Prizes and Accolades Start Rolling In

Soon Google was sending me offers that were too good to be true. Who didn’t want to win L'Oréal professional products and a salon gift card in a review writing contest? Me for one.

Boy was I proud when Google informed me that my photo of Giuseppe’s Restaurant (2), a totally out of the way diner was making a difference.

The accolades kept on coming. My photos reached new records on Google Maps.

Early in 2016, my photos had been seen 500,000 times. Soon it was a million, and by August of 2016 I hit 1.5 million views. I would proudly send them off to my then-CEO Aaron Weiche (at GatherUp) only to be deflated when his urban environs continually allowed him to outpace me. This just added fuel to the fire and I kept on shooting. And although never able to catch him, my view counts just kept accumulating.

To infinity and beyond! Those of you who know me, know I like to include bad Excel charts to further illustrate the story.

Path to a Reckoning and Remorse (?)

And that brings me to today. As I reflect on having had my photos viewed 25,000,000 times, I decided to go back and see exactly which photos had helped pushed me to such amazing heights. I learned that my photos had actually been viewed 25,265,124 times, but who's counting?

It was then that reality sunk in. Those funky, odd angled shots that I wasn’t too ashamed to upload if I got the credit were seeing 800,000, a million and in some cases almost 3 million views. How was that possible?


I kind of get Orvis but Daisy’s Doghouse? I remember smirking when I saw the sign in their windows that they were a day spa for dogs. They were obviously ahead of a curve on a trend that I had yet to – Spot. These photos, for better or worse, were being assigned as profile photos for these locations because the business themselves had neglected to add their own.

The shot that ultimately got me to reconsider what I'd been doing was the one below of Walgreens. They have suffered this as their profile picture for how many years? I get dizzy looking at it. And yet it has 801,550 views as of this morning.
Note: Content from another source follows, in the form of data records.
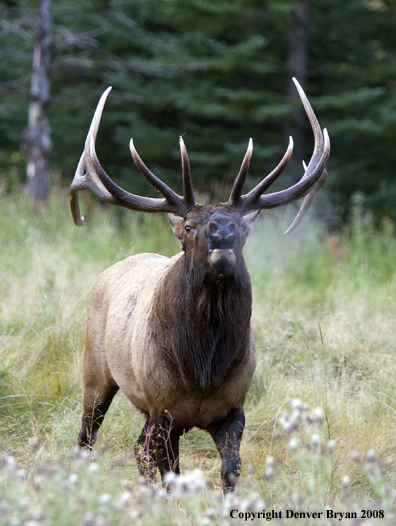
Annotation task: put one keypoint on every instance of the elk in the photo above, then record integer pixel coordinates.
(174, 334)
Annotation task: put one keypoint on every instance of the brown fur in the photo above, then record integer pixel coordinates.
(174, 335)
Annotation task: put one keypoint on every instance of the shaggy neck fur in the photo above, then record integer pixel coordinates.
(201, 321)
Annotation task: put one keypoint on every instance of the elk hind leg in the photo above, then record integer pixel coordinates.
(227, 436)
(97, 400)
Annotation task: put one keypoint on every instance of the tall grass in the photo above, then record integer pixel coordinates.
(324, 323)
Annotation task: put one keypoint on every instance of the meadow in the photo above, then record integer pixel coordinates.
(320, 414)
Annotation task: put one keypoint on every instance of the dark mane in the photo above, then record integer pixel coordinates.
(203, 327)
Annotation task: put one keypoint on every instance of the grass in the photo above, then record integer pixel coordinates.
(325, 325)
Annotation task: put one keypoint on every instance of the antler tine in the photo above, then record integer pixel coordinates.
(236, 191)
(167, 192)
(317, 132)
(188, 194)
(308, 200)
(84, 178)
(249, 199)
(90, 175)
(254, 200)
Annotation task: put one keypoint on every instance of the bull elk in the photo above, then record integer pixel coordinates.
(174, 334)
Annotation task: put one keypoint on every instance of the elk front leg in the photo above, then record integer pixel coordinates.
(157, 446)
(227, 435)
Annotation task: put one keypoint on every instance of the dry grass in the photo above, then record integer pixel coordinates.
(325, 332)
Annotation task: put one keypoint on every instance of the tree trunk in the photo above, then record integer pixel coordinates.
(297, 67)
(37, 140)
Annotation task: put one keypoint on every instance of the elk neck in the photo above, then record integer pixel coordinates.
(201, 322)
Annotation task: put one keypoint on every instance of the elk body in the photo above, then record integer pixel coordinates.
(174, 334)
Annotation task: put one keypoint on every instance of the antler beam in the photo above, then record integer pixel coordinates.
(90, 175)
(311, 182)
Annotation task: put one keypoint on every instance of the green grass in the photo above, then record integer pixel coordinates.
(325, 326)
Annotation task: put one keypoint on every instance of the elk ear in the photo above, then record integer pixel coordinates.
(176, 224)
(251, 218)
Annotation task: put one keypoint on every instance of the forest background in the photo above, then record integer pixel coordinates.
(321, 411)
(216, 73)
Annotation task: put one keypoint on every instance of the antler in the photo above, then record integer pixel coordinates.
(311, 182)
(90, 175)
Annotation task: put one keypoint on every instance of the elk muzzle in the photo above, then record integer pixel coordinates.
(223, 232)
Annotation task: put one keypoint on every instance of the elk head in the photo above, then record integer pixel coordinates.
(222, 228)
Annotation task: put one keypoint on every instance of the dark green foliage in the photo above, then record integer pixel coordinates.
(216, 73)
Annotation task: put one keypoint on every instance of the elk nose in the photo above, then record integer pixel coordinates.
(219, 231)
Image courtesy of Allyssa Trenkamp/Momentfeed

Highway to a 50M Future Beckons

Then I had an idea: I could call Walgreens and offer to take down the bad photo, and put up a good one. It would make me into a brand ambassador of sorts – for a fee of course. (3)

But before I do that, I only need 3,308 more points to get to Local Guides Level 8. I'm heading out on a shoot. Wish me luck, en route to 50,000,000 views!


(0) Who knows what the real number is. Google, for all of their data acumen and tens of thousands of engineers, has never been able to count very wll as exemplified by their local Insights. So who knows. But for the sake of this narrative please assume that it is true.

(1) Google's response to my 2008 "tests" might seem familiar to those you that follow such things: "We take mapspam very seriously and we are working on it, in consultation with our webspam team. While some of the changes we’ve made so far have been less visible, we’re confident that we’re on the right path to effectively reducing mapspam". It's the same response that they gave to the NYTimes, The WallStreet Journal and the CBC over the years.

(2) Giuseppe's Restaurant, Home of the Zeet. It is halfway between our home and the airport which is and hour and half away. As a family we drove by it hundreds of times and being a lover of small diners I would often muse, on what I thought were deaf ears, that I needed to stop in there some day and learn what a Zeet was. But we never passed it at meal time and it was too far away to make a casual run so my desire went unsatisfied. Until one day in June of 2012 my son mysteriously swept me into the car. I somewhat grumpily went along for what seemed like a tedious drive. It turned out he was taking me to Giuseppe's for a Father's Day lunch... best Father's Day present ever.

(3) This technique of location blackmail has been around in the review space for some time and I reported on it in 2011. It was recently also covered by the CBC.